Understanding Fibromyalgia; How Experts are Diagnosing and Treating Their Patients - Episode 9
Experts discuss which providers often diagnose fibromyalgia (FM) and how the burden of care has changed in recent years.
Transcript
Wendy Wright, DNP, ANP-BC, FNP-BC, FAANP, FAAN, FNAP: Who do you think makes the diagnosis of fibromyalgia most often? Do you think it's rheumatology? Do you think it's pain neurology, physiatry, primary care? What's your thought on that?
Benjamin Natelson, MD: Must be primary care. I'm just going to say for the FDA approved three drugs for the treatment of fibromyalgia it probably was different. The primary care doctor didn't even want to know about these patients, but as soon as their FDA approved drugs, then the primary care doctor starts nodding his or her head and says, I can help these patients. And things are different. That it's a very common syndrome in 5 or 6% of America. And they're not being helped by we neurologists or rheumatologists as much as the primary care doctor.

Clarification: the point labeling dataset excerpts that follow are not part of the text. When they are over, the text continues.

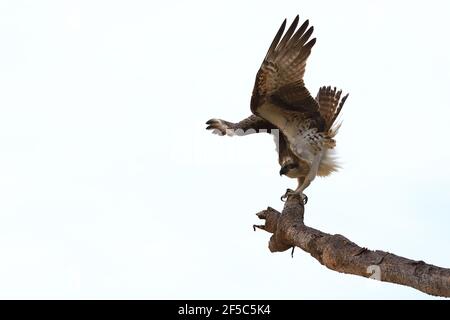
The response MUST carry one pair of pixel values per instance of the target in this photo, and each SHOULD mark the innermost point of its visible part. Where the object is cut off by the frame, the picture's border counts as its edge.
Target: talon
(305, 199)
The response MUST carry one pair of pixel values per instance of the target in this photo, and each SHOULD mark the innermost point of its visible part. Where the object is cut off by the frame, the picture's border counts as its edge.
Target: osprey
(281, 101)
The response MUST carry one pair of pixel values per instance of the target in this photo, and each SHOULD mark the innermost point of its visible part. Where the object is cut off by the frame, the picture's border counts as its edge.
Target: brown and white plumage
(280, 97)
(280, 100)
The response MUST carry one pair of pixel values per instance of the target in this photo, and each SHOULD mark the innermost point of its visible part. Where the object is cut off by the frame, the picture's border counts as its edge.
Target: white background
(111, 188)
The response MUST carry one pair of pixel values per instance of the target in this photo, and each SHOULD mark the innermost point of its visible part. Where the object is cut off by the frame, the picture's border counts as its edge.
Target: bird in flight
(280, 103)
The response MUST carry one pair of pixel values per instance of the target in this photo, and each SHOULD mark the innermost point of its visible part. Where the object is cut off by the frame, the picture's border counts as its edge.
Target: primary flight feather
(281, 101)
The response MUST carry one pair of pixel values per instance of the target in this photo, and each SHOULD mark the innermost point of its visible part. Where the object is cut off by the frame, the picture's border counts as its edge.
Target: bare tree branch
(340, 254)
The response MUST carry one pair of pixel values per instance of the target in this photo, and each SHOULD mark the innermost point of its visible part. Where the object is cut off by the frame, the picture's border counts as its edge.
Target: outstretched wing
(280, 76)
(330, 104)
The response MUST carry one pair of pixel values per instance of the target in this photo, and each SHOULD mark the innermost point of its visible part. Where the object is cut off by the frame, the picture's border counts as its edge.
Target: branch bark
(340, 254)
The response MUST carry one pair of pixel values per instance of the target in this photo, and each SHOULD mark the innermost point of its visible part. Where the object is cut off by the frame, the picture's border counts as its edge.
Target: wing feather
(281, 73)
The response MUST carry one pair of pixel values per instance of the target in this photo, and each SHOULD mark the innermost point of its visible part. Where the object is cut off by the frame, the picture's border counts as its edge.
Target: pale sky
(110, 187)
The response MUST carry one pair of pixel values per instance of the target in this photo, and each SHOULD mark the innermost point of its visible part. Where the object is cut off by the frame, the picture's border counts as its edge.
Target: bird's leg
(286, 194)
(307, 180)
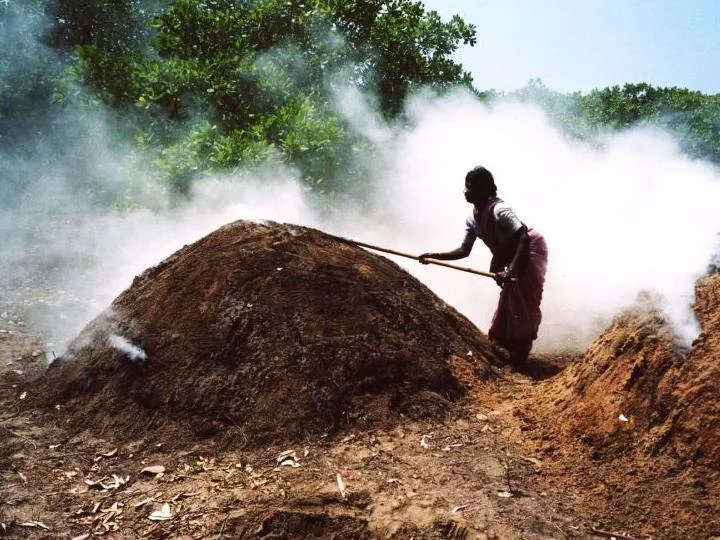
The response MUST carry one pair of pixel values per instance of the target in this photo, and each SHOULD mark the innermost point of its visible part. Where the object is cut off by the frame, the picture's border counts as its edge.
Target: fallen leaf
(164, 514)
(153, 469)
(35, 524)
(341, 485)
(143, 502)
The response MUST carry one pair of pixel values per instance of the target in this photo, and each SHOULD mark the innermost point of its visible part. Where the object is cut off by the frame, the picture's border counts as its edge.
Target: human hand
(501, 277)
(423, 258)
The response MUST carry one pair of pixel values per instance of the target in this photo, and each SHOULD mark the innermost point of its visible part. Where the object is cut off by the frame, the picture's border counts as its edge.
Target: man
(519, 261)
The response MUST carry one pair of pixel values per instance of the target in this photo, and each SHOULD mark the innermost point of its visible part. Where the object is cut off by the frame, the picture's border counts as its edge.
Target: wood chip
(341, 485)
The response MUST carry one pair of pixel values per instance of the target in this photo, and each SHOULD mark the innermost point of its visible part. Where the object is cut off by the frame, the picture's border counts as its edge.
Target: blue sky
(585, 44)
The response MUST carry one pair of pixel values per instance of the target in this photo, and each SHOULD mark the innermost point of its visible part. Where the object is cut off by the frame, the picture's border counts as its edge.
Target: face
(476, 193)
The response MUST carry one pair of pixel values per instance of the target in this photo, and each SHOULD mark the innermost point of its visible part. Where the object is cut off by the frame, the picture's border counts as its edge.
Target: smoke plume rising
(622, 215)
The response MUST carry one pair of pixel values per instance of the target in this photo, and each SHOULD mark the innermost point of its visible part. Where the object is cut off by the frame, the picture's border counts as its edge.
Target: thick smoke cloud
(622, 215)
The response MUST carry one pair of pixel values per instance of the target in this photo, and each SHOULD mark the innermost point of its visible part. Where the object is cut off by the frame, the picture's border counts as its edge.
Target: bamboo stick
(411, 256)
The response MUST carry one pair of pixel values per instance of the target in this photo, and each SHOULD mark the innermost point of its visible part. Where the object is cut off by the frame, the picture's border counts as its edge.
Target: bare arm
(458, 253)
(522, 243)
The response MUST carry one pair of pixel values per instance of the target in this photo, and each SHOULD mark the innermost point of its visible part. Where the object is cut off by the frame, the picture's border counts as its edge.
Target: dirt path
(467, 476)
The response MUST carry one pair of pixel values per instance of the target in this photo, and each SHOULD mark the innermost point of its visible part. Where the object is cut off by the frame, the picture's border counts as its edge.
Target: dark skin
(478, 196)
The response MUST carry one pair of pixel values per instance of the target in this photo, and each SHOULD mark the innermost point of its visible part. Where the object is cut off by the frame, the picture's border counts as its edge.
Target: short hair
(480, 176)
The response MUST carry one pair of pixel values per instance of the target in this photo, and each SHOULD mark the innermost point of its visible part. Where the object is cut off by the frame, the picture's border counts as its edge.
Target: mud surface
(297, 387)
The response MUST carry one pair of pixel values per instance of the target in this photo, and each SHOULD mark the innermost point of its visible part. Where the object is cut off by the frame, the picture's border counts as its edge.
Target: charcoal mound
(266, 332)
(636, 391)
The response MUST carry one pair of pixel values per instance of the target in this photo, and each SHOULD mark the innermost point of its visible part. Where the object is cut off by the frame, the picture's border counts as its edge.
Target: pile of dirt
(266, 332)
(636, 421)
(636, 387)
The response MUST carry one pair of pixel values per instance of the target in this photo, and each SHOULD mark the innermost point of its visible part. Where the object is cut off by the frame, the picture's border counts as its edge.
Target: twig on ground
(611, 534)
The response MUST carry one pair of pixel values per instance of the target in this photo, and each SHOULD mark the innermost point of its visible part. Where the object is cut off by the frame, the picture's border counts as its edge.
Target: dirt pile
(635, 423)
(635, 387)
(262, 332)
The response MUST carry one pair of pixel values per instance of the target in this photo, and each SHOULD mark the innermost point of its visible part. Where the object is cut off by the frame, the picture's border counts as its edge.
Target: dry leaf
(164, 514)
(154, 469)
(341, 485)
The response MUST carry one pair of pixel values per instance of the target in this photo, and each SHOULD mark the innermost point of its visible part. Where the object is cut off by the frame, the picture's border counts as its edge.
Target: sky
(578, 45)
(594, 201)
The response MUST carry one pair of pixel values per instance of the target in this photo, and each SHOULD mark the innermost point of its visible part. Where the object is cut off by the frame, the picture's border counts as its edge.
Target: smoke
(132, 352)
(629, 214)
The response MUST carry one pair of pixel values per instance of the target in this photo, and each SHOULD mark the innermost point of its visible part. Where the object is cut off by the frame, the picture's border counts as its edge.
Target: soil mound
(634, 424)
(263, 332)
(634, 388)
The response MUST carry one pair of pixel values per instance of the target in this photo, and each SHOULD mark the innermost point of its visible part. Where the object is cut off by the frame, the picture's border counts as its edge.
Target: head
(479, 185)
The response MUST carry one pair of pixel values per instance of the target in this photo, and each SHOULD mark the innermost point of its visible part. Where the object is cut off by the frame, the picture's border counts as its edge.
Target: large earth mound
(262, 332)
(635, 388)
(635, 423)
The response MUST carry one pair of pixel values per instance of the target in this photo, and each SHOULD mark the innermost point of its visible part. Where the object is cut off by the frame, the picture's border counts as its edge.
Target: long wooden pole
(411, 256)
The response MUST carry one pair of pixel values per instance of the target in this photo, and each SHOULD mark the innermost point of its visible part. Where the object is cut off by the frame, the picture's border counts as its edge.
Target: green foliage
(692, 117)
(231, 83)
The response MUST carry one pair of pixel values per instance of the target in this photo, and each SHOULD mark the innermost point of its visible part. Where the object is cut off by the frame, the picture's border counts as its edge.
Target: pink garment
(518, 313)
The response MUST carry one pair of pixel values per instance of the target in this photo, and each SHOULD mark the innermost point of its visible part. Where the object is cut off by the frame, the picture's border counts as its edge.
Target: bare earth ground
(536, 453)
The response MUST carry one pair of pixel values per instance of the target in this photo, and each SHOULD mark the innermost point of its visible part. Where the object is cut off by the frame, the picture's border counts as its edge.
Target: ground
(536, 451)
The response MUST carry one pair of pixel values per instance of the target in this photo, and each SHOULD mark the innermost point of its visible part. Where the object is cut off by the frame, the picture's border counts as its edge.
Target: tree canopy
(211, 85)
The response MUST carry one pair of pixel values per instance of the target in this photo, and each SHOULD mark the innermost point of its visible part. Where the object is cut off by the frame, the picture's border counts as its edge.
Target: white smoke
(131, 351)
(627, 215)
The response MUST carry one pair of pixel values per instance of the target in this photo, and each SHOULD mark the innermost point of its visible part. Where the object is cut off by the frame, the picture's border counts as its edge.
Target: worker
(519, 262)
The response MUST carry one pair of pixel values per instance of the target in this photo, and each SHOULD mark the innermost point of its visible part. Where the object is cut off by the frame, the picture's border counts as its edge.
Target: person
(519, 262)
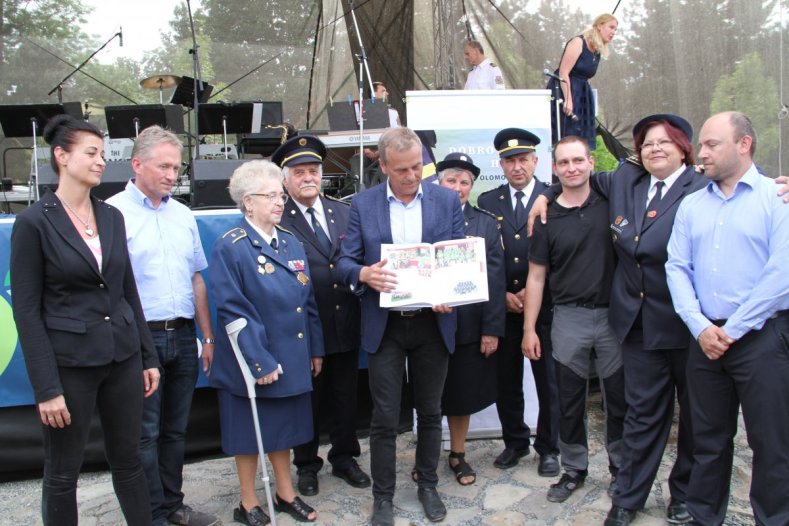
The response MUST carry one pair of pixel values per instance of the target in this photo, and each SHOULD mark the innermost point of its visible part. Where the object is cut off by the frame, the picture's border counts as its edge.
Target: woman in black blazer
(81, 326)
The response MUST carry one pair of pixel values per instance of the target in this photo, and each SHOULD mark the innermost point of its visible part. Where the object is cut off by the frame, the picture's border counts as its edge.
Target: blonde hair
(592, 35)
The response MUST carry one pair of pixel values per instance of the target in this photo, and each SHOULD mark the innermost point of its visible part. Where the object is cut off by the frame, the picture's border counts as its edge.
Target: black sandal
(298, 509)
(462, 469)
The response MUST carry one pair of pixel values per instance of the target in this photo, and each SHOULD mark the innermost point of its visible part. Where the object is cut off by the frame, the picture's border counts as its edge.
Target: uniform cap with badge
(301, 149)
(515, 141)
(458, 160)
(675, 120)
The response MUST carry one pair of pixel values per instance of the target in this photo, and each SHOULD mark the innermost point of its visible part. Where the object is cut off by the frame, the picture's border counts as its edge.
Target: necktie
(520, 210)
(652, 206)
(323, 239)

Wendy Wright, DNP, ANP-BC, FNP-BC, FAANP, FAAN, FNAP: I will tell you in my community the rheumatologists are really limiting who they will take on for patients just because there are not enough of them and they really need to focus on the more chronic inflammatory disorders, rheumatoid, psoriatic arthritis, et cetera. So, for me, a lot of this falls back into our lap because we are the ones who are seeing these patients over time. Any other thoughts on this?
Kostas Botsoglou, MD: I agree with you, Wendy. It's access. There are very few rheumatologists in my metropolitan area, and many since COVID have been required. So, they're not going to make their way into a rheumatologist practice as quickly as they can make it to a primary care.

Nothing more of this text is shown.